Tax planners got all excited yesterday when top White House aide David Axelrod hinted to the Huffington Post website that the President might be ready to extend the 2010 tax rates for top earners. Absent new legislation, the top marginal rate will rise from 35% to 39.6% in 2011 — and higher when phase-outs are counted.
But if the Axelrod statements are a trial balloon, the President isn’t ready to climb aboard just yet. CNN reports on comments he made in Seoul:
“That is the wrong interpretation because I haven’t had a conversation with Democratic and Republican leaders,” Obama said of a Huffington Post article suggesting that in advance of negotiations with lawmakers next week, the White House has calculated that giving in on tax cuts for the rich is the only way to get the middle class cuts extended too.
“Here’s the right interpretation — I want to make sure that taxes don’t go up for middle class families starting on January 1st,” Obama said at a news conference at the conclusion of the G-20 Summit here. “That is my number one priority for those families and for our economy. I also believe that it would be fiscally irresponsible for us to permanently extend the high income tax cuts.”
So what will happen? In sports, the betting lines do a good job of forecasting game results. So lets see what the Intrade lines are on rates.

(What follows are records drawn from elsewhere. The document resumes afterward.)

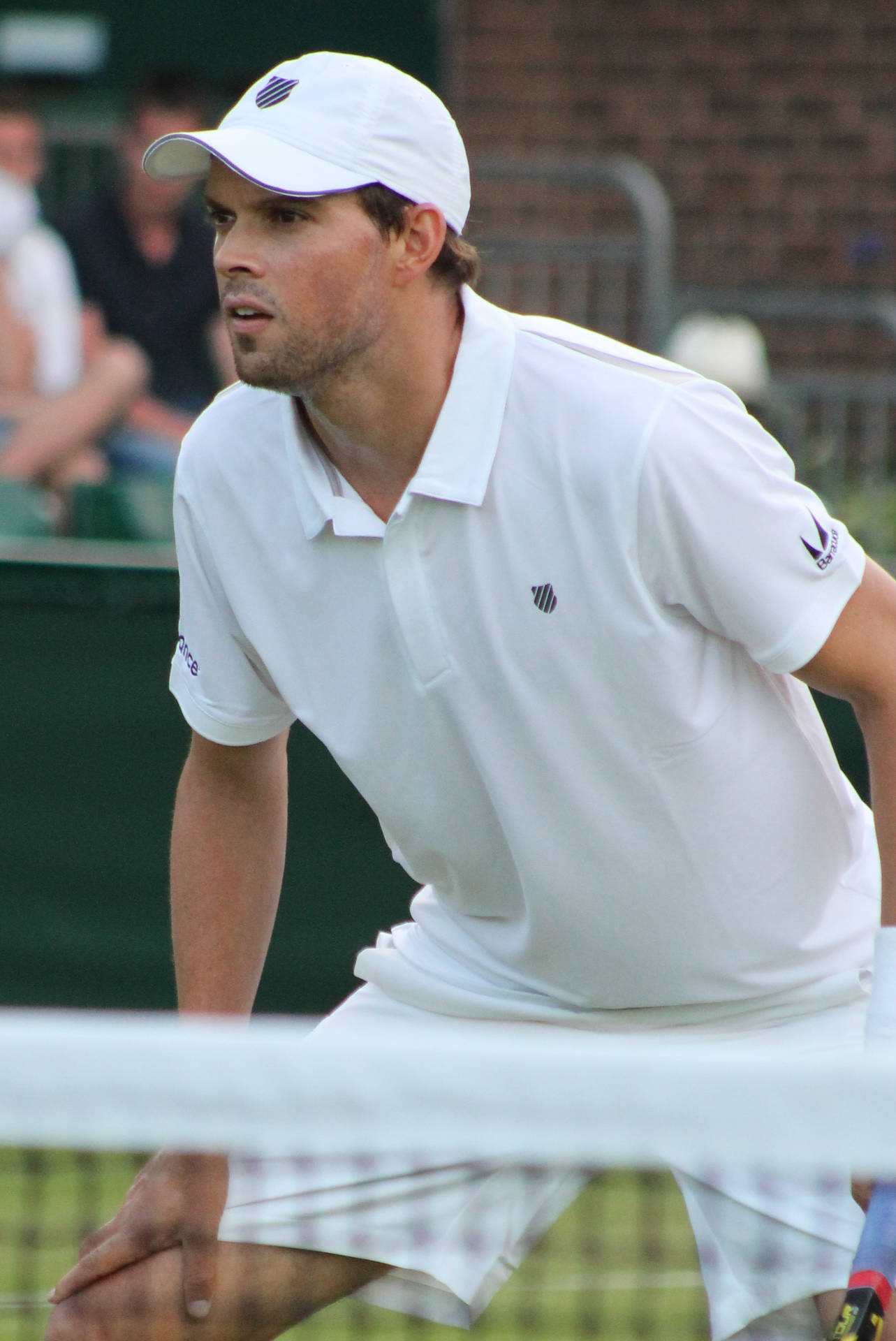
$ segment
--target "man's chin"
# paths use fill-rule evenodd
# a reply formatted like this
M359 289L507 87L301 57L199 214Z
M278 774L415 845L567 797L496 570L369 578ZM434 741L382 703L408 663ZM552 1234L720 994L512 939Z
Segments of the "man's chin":
M282 371L278 373L263 362L237 358L236 375L247 386L258 386L263 392L292 392L292 382L284 378Z

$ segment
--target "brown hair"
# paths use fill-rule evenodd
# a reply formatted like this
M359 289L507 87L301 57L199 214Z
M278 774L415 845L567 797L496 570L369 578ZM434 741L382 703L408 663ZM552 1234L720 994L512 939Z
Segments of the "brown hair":
M412 204L406 196L382 186L374 181L370 186L358 189L358 200L368 219L373 220L384 237L398 233L404 228L405 211ZM461 284L475 284L482 264L479 252L472 243L465 241L453 228L448 228L441 251L429 268L435 280L448 288Z

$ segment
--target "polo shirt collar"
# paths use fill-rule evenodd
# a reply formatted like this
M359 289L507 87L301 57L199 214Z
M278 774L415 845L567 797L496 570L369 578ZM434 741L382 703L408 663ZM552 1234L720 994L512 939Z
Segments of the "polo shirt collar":
M512 318L461 290L464 329L455 359L448 394L436 420L417 472L405 489L408 495L467 503L479 507L486 498L495 461L514 366L515 327ZM283 397L284 429L291 456L303 488L296 489L302 528L309 539L333 523L337 535L381 536L384 523L357 496L333 491L321 455L296 421L291 397Z

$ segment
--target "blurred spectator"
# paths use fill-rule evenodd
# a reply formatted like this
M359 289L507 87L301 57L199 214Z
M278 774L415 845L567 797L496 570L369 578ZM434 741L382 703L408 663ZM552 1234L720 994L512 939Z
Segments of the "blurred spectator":
M746 404L769 390L769 358L758 326L747 316L689 312L673 327L667 358L728 386Z
M192 186L153 181L142 170L153 139L204 123L203 93L192 76L150 76L134 95L119 141L115 188L75 205L59 223L89 310L110 334L135 341L152 369L149 394L109 441L119 471L170 472L196 414L235 378L212 235Z
M125 341L85 358L80 302L62 239L39 219L43 135L24 95L0 89L0 477L62 487L101 479L95 440L146 380Z

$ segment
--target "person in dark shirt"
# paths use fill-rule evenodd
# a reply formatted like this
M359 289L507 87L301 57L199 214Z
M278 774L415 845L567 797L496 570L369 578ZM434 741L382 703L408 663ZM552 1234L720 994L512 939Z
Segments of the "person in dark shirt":
M199 84L160 72L139 86L119 141L113 190L72 207L58 227L97 330L146 354L150 385L106 441L115 471L170 473L181 439L220 386L233 381L212 267L212 233L192 184L157 182L144 150L169 130L203 125Z

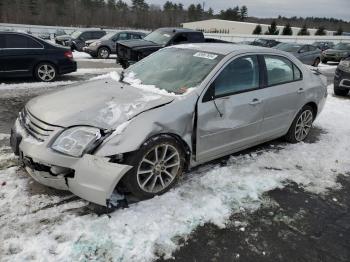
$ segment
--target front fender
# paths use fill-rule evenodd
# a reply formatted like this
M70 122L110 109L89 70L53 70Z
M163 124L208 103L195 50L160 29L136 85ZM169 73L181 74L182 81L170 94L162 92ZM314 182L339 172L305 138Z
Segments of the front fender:
M176 99L170 104L151 109L134 117L121 134L108 138L95 155L112 156L138 150L150 137L174 134L192 151L193 116L197 96Z

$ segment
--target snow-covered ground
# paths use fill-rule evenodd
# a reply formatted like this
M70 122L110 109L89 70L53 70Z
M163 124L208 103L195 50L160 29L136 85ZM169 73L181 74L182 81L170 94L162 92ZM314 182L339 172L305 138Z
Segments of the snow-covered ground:
M33 193L40 186L0 148L1 260L152 261L170 257L199 225L225 227L231 214L258 209L268 201L264 193L290 181L317 194L339 188L337 175L350 171L350 100L334 97L332 86L329 92L315 122L323 131L318 141L266 146L232 156L225 166L204 165L170 192L110 216L82 212L88 203L71 195Z

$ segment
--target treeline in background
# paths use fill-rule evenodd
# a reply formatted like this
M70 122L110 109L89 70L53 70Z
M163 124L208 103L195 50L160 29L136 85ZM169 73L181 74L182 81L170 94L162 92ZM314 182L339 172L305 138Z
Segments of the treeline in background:
M179 26L181 23L205 19L225 19L350 32L350 23L335 18L291 17L256 18L248 16L246 6L232 6L214 13L211 7L192 4L185 7L167 1L163 6L145 0L0 0L0 22L53 26L84 26L155 29Z

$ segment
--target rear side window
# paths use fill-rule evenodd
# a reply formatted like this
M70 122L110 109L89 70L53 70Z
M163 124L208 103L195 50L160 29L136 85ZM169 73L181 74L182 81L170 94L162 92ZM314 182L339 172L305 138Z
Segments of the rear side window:
M280 56L265 56L267 84L283 84L294 80L293 63Z
M259 88L259 64L256 56L233 60L215 79L215 96L226 96Z
M43 48L43 46L27 36L7 35L5 38L5 48Z

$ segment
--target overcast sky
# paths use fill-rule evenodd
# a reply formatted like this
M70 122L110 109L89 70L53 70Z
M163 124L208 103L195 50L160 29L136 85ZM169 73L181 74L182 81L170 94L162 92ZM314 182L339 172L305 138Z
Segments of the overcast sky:
M205 9L216 12L236 5L246 5L249 16L318 16L334 17L350 21L350 0L173 0L185 6L205 2ZM163 5L166 0L146 0L147 3Z

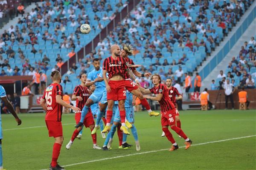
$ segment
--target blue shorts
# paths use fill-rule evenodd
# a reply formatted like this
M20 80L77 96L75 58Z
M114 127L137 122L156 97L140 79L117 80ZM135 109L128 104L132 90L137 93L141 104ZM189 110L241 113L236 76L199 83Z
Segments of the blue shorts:
M103 92L103 94L102 94L102 96L101 98L101 100L100 100L100 103L102 104L105 104L108 102L108 100L107 99L107 90L105 88L104 91Z
M0 139L3 139L3 131L2 130L2 121L0 120Z
M103 89L95 90L95 91L89 97L89 99L90 99L93 102L93 103L99 103L100 101L103 94L104 90Z
M118 106L117 107L117 108L115 112L115 116L114 116L113 122L121 122L121 119L120 118L120 113L119 112L119 109ZM113 108L113 114L114 110ZM130 107L129 108L125 108L125 117L126 118L126 119L127 119L127 121L129 122L133 123L134 122L134 110L133 107Z

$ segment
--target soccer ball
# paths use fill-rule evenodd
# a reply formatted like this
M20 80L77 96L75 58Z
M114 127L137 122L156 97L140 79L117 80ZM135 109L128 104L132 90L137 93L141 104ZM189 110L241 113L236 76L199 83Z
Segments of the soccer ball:
M80 31L82 34L87 34L90 31L90 27L87 24L82 24L80 26Z

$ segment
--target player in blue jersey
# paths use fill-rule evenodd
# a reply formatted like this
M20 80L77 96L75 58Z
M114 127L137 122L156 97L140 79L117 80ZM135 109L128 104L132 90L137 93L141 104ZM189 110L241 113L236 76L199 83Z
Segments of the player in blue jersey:
M82 114L80 122L75 126L75 127L77 128L83 126L82 122L84 122L84 117L86 114L87 114L90 107L94 103L99 103L101 101L103 92L106 89L106 85L105 82L103 81L103 79L98 76L102 71L102 68L100 67L100 62L98 58L93 59L93 64L94 66L94 69L88 74L85 85L87 87L90 87L91 85L94 84L96 86L96 88L92 95L90 96L88 100L87 100L86 103L85 103L85 105L82 110ZM107 103L106 102L105 103L101 103L99 114L103 115L105 113L107 105ZM97 125L97 127L98 127L99 124L96 124L96 125Z
M4 103L8 110L15 118L18 125L21 124L21 120L19 118L15 112L12 105L11 104L6 96L6 93L3 87L0 85L0 97ZM3 139L3 132L2 131L2 119L1 118L1 109L0 108L0 170L3 170L3 153L2 153L2 139Z
M131 128L132 134L135 140L136 144L136 150L139 151L140 150L140 143L138 139L138 134L137 133L137 130L134 126L134 112L133 108L134 105L135 105L135 100L137 97L129 92L128 91L126 91L126 99L125 103L125 116L128 122L131 124ZM120 115L119 114L119 110L118 109L118 104L115 105L116 107L113 108L113 113L115 113L115 115L113 119L113 124L111 127L111 130L109 133L108 134L107 138L105 140L105 142L103 145L102 149L103 150L108 150L111 147L111 144L113 142L113 138L116 131L116 128L118 123L120 122ZM114 108L115 108L114 111ZM126 139L127 135L123 133L122 143L122 147L123 148L127 148L132 146L132 145L129 144L126 142Z
M90 87L90 91L93 92L95 90L95 85L92 85ZM93 113L93 117L94 118L94 119L96 119L97 116L98 115L98 113L99 111L99 103L94 103L90 106L90 108L91 110L92 110L92 113ZM100 119L99 125L101 131L102 130L104 129L103 122L102 120L101 119ZM106 138L106 136L105 135L105 133L101 132L101 134L102 136L102 138Z

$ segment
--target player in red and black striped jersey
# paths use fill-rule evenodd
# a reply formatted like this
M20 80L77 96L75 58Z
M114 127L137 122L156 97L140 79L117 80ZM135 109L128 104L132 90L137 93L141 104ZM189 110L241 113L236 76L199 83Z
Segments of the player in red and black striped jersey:
M145 96L145 97L152 100L158 101L160 104L162 129L165 133L166 138L172 144L172 146L169 150L176 150L179 148L179 147L168 129L169 126L170 126L172 129L185 139L186 144L185 149L187 149L190 147L192 141L187 137L181 129L176 125L175 120L176 109L173 103L171 101L169 97L166 86L161 83L161 76L158 74L153 75L151 79L152 83L154 85L153 88L150 89L145 89L140 87L140 89L143 94L152 93L156 95L154 97Z
M84 106L90 94L89 89L85 86L85 83L87 79L87 76L86 74L84 74L80 75L80 79L81 81L81 84L80 85L77 85L75 88L71 99L72 100L76 100L76 107L79 108L81 110L84 108ZM75 119L76 120L76 124L80 122L81 118L81 111L76 112ZM84 118L83 123L84 126L86 128L89 128L91 131L94 128L94 120L90 108ZM82 126L80 126L74 131L70 140L66 145L67 149L69 149L70 148L74 140L80 131L81 130L82 128ZM93 148L96 149L101 149L101 148L97 145L97 134L95 133L91 135L93 143Z
M122 49L121 51L121 56L125 60L126 65L128 66L131 65L135 65L132 60L128 57L128 56L132 55L133 52L133 48L131 45L129 44L125 44L123 45ZM137 65L139 66L140 65ZM150 73L146 73L143 74L138 72L136 70L135 67L131 67L129 69L126 70L124 74L125 84L125 88L140 100L141 104L147 109L149 116L159 116L160 114L159 113L152 111L150 108L150 105L148 104L147 99L144 97L138 89L139 86L134 82L132 79L131 79L131 78L132 79L137 83L139 84L140 83L136 79L134 75L138 77L148 77L151 75L151 74Z
M180 113L179 111L176 107L176 100L180 100L182 99L182 96L179 93L178 90L173 86L172 86L172 79L170 78L166 79L166 84L167 87L167 90L169 93L169 97L171 99L171 101L175 105L176 108L176 113L175 113L175 119L176 121L176 125L178 128L181 128L181 123L180 122ZM162 136L164 136L164 132L163 132ZM181 136L179 136L180 138L181 138Z
M124 59L120 57L120 47L117 45L111 46L111 56L103 62L103 77L106 84L108 109L107 110L107 124L102 133L106 133L111 129L110 122L113 115L114 102L118 101L120 118L122 123L120 128L123 133L130 134L125 124L125 101L126 98L126 89L124 81L124 74L128 69ZM107 78L108 74L109 81Z
M80 109L66 103L62 100L62 87L59 84L61 80L60 72L57 71L52 71L51 79L52 83L45 89L40 105L46 112L45 122L49 136L53 136L55 139L49 169L52 170L64 170L57 163L63 142L61 122L62 106L70 108L76 112L80 111Z

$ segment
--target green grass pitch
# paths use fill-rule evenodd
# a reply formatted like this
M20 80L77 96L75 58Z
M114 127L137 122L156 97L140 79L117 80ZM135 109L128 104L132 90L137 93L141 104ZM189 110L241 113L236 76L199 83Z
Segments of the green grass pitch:
M128 142L134 145L129 149L117 148L115 135L112 150L93 150L88 129L84 130L82 139L76 139L67 150L65 146L75 123L74 114L64 114L64 139L58 162L68 165L67 170L255 170L256 113L255 110L180 111L182 129L195 145L185 150L181 147L184 140L171 130L180 147L174 152L167 150L171 143L161 137L160 116L151 117L145 112L135 113L139 152L131 134ZM44 114L19 116L22 125L18 127L11 115L2 115L4 167L8 170L49 168L54 139L48 136ZM102 146L99 133L97 139Z

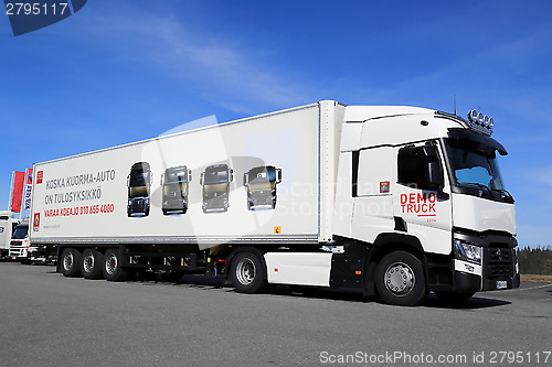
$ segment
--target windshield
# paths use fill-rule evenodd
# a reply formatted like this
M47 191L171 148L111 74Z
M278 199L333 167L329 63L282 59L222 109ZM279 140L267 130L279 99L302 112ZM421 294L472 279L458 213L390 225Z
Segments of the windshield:
M140 170L132 170L130 172L130 187L140 187L140 186L149 186L150 179L149 172L142 172Z
M18 226L15 227L15 230L13 231L13 239L23 239L26 237L26 234L29 231L28 226Z
M493 149L457 139L446 139L446 147L455 185L485 186L485 190L498 192L506 190Z
M205 185L219 184L229 181L229 171L206 171Z

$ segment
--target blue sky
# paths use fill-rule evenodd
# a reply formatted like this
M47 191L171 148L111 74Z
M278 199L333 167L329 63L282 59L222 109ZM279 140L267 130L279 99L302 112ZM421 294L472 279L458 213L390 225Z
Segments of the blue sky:
M322 99L479 109L522 246L552 245L552 2L93 0L14 37L0 15L0 208L12 170Z

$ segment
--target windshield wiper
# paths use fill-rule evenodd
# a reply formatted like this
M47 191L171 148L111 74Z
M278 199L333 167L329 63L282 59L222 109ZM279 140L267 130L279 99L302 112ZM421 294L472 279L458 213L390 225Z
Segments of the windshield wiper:
M473 186L477 186L479 188L484 188L486 192L489 193L489 195L492 197L492 191L487 186L487 185L484 185L484 184L480 184L478 182L460 182L458 183L460 186L461 185L473 185ZM481 194L482 195L482 194Z

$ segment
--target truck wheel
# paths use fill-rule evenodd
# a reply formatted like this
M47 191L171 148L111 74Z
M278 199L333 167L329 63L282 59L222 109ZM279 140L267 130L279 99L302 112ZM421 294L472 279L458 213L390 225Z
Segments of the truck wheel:
M388 253L378 265L375 287L389 304L413 306L427 298L422 261L405 251Z
M70 278L81 277L82 255L74 248L66 248L62 253L62 274Z
M474 296L474 294L476 294L476 292L467 292L467 293L460 292L460 293L458 293L458 292L448 292L448 291L437 291L437 292L435 292L435 294L437 294L437 296L439 299L442 299L443 301L456 303L456 302L464 302L464 301L469 300L471 296Z
M118 249L110 248L104 255L104 278L110 282L127 279L128 272L121 268L123 258Z
M266 270L252 252L240 252L232 260L231 281L240 293L261 293L266 287Z
M180 280L180 278L182 278L183 276L184 276L183 271L180 271L180 270L167 270L167 271L164 271L161 274L161 278L166 282L177 283Z
M81 262L81 271L85 279L100 279L103 256L96 249L87 248L83 251L83 261Z

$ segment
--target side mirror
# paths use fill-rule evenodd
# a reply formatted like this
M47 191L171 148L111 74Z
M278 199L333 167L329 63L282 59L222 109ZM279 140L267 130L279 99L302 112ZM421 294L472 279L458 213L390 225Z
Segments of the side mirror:
M424 153L425 156L427 158L436 158L438 156L437 155L437 147L435 145L424 145L424 147L420 147L420 149L422 150L422 152Z
M445 186L445 175L439 162L427 162L424 168L425 182L428 186L442 190Z

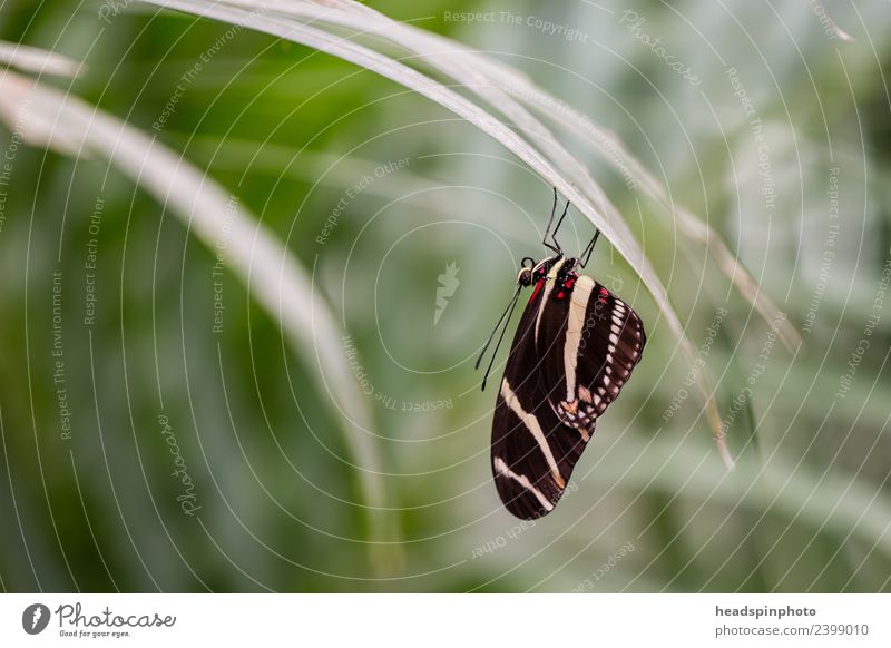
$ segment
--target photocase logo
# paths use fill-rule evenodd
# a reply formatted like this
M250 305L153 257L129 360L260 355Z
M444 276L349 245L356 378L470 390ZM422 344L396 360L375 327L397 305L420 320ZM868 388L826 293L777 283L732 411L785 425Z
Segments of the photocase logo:
M49 608L43 603L32 603L21 613L21 627L29 635L39 635L49 625Z
M449 306L449 300L454 295L458 285L461 283L458 281L458 271L460 269L456 262L452 262L446 266L446 272L438 277L439 287L437 287L437 312L433 313L433 326L439 324L439 318L442 317Z

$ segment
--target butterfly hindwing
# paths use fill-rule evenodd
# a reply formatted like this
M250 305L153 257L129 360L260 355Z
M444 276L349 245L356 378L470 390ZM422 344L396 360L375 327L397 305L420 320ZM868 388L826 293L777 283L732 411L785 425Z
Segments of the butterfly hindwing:
M605 286L575 273L558 276L538 348L557 416L588 428L618 396L640 360L646 335L637 313Z
M522 519L554 509L594 428L564 424L545 391L541 373L547 361L536 348L536 330L540 335L551 317L559 317L547 307L547 297L542 279L517 328L492 424L496 487L505 507Z
M511 513L531 519L554 509L645 343L637 314L590 277L555 272L538 279L492 425L492 474Z

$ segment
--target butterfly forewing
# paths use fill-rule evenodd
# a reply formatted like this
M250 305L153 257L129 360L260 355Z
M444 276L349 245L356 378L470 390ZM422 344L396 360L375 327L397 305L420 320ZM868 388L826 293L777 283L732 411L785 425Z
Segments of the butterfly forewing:
M628 381L646 344L644 325L630 306L587 276L556 281L539 331L542 380L557 416L586 428L604 413Z
M575 274L540 279L520 318L491 444L498 493L518 518L554 509L597 416L640 359L640 320L605 291Z

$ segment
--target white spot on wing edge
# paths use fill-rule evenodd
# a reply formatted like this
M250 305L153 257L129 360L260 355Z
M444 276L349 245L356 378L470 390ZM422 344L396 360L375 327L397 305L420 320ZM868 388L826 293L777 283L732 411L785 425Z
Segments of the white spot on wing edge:
M548 462L548 467L550 467L554 481L557 482L557 485L561 489L566 488L566 481L560 474L557 460L554 459L554 453L550 451L548 440L545 439L545 432L541 430L538 419L536 419L535 414L529 414L522 409L520 401L517 399L517 394L513 393L513 390L510 389L510 384L508 384L508 379L501 381L501 397L505 399L507 406L519 416L522 424L526 425L526 429L529 430L529 433L535 438L536 443L538 443L538 446L541 449L541 454L545 455L545 460Z
M538 503L540 503L546 511L554 510L554 504L550 502L550 500L548 500L548 498L545 497L545 493L542 493L540 490L538 490L536 487L532 485L532 482L529 481L528 477L526 477L525 474L517 474L516 472L510 470L508 468L508 464L505 463L505 460L501 459L500 456L495 458L495 460L492 461L492 465L495 465L495 470L498 474L515 480L522 488L531 492L538 500Z
M566 345L564 346L564 369L566 370L566 400L576 400L576 367L578 350L581 345L581 332L585 330L585 314L594 289L594 279L581 275L572 286L569 300L569 318L566 323Z

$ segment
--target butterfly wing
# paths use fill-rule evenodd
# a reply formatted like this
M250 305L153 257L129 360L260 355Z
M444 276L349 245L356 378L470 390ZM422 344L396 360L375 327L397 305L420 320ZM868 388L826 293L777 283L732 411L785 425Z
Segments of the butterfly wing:
M548 308L554 282L538 283L523 311L499 385L492 423L491 460L496 488L505 507L521 519L549 513L562 495L590 430L566 425L550 405L541 372L547 365L536 348L546 321L560 317Z
M588 428L616 400L646 344L637 313L588 276L558 278L542 320L538 350L555 414L566 425Z
M499 385L492 474L521 519L554 510L604 413L640 360L637 314L575 273L539 281L523 311Z

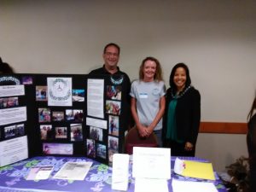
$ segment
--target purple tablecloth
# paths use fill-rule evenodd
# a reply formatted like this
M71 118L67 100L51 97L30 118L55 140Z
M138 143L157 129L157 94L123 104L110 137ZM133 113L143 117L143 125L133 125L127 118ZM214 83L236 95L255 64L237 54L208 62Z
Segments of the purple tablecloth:
M198 158L181 158L204 161ZM174 157L172 157L172 169L174 166ZM84 181L72 181L54 179L54 176L67 161L92 161L92 166ZM26 180L31 167L40 166L53 166L54 171L51 177L47 180ZM85 157L34 157L25 160L10 166L0 167L0 192L43 192L43 191L62 191L62 192L107 192L111 189L112 168ZM216 175L214 184L218 192L226 192L224 186ZM198 181L195 178L184 177L173 173L172 178L186 181ZM128 191L134 191L134 178L131 177L131 170L129 180ZM172 179L168 181L169 192L172 191Z

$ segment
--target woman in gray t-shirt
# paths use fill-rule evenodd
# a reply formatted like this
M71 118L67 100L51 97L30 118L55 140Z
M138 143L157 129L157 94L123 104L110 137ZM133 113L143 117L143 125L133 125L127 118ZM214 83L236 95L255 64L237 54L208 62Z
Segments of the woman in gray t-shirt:
M166 105L166 87L159 61L145 58L140 67L139 80L131 84L131 113L142 137L148 137L154 131L158 144L162 146L162 116Z

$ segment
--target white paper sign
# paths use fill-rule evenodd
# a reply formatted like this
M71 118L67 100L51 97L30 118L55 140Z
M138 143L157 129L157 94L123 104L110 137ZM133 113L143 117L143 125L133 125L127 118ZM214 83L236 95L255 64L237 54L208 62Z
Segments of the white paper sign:
M26 107L0 109L0 125L26 120Z
M24 96L24 84L0 86L0 96Z
M87 81L87 114L104 118L104 79L88 79Z
M138 178L171 178L171 149L133 148L132 177Z
M0 142L0 166L28 158L27 137Z
M48 105L72 106L72 78L47 78Z
M112 189L127 190L129 178L129 154L113 155Z

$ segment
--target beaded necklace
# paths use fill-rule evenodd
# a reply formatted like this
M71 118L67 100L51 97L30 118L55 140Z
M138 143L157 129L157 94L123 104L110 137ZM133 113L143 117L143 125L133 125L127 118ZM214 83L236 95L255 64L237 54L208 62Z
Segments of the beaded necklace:
M183 91L182 91L178 96L175 96L174 94L173 94L173 91L171 91L171 95L172 95L172 98L174 98L174 99L178 99L178 98L180 98L180 97L182 97L190 88L191 88L192 86L191 85L189 85L189 86L188 86Z

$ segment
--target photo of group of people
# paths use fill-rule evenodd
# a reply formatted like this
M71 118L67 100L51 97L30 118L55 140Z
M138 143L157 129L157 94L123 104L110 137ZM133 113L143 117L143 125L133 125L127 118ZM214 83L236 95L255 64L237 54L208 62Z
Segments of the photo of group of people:
M4 138L24 136L24 124L4 127Z
M72 90L73 102L84 102L84 90Z
M82 109L66 109L66 119L67 121L82 122L84 112Z
M83 129L81 124L70 125L70 140L73 142L83 141Z
M41 140L67 139L70 134L70 141L83 141L81 124L71 124L70 131L66 126L53 127L52 125L40 125Z
M33 84L33 79L32 76L24 76L21 79L22 84Z
M41 125L40 133L41 133L41 140L51 140L54 138L51 125Z
M38 121L39 123L50 122L49 108L38 108Z
M47 86L36 86L36 101L48 100Z
M121 100L122 92L119 85L107 85L107 98L113 100Z
M64 121L64 112L62 111L53 111L52 112L52 121Z
M86 148L87 148L87 156L96 158L100 157L102 159L106 159L106 145L102 143L96 143L93 139L86 140Z
M38 108L39 123L50 122L51 111L49 108ZM82 122L84 120L84 112L82 109L66 109L66 120L73 122ZM53 111L52 121L64 121L64 112Z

Intrade, the online prediction market, has prediction markets for 2011 tax rates. The technical details are not entirely clear — I’m not sure whether phaseouts of itemized deductions count, but I don’t think so. Given that, two Intrade submarkets are of special interest:
- One that forecasts a top 2011 rate in excess of 38%, and
- One that forecasts a top 2011 rate in excess of 36%.
Here are the prices as of this morning:
The >38% market currently shows a bid price of 40 and an ask price of 55. If the rates are in excess of 38%, the market will close at 100; if not, they will close out at zero. That means the market is about evenly split at the last trade between those who think the top rates will go into effect as enacted and those who don’t. The market price fell sharply immediately after the election, indicating that speculators feel the new Congress changes things:
The >36% market is more interesting. It is trading at over 85, which means the traders think that an increase over the current 35% top rate is almost certain. This would seem to indicate that the markets predict that the top rates will go up, but not all the way to 39.6%. How does this square with a choice between extending current top rates and letting them expire? Perhaps it implies some “millionaire tax” on very high incomes. Or, perhaps, it’s an anomaly in a lightly-traded market. If you think the odds are good that the Bush-era rates will be temporarily extended, this market may offer a speculative opportunity.
Of course, the markets are always subject to change. For your convenience, here are live embedded charts for your convenience whenever you read this post:
Chart by Intrade
Chart by Intrade
In real life, the best thing to do is stay flexible so you can best shift income and deductions between 2010 and 2011, depending on what Congress does in the next few weeks.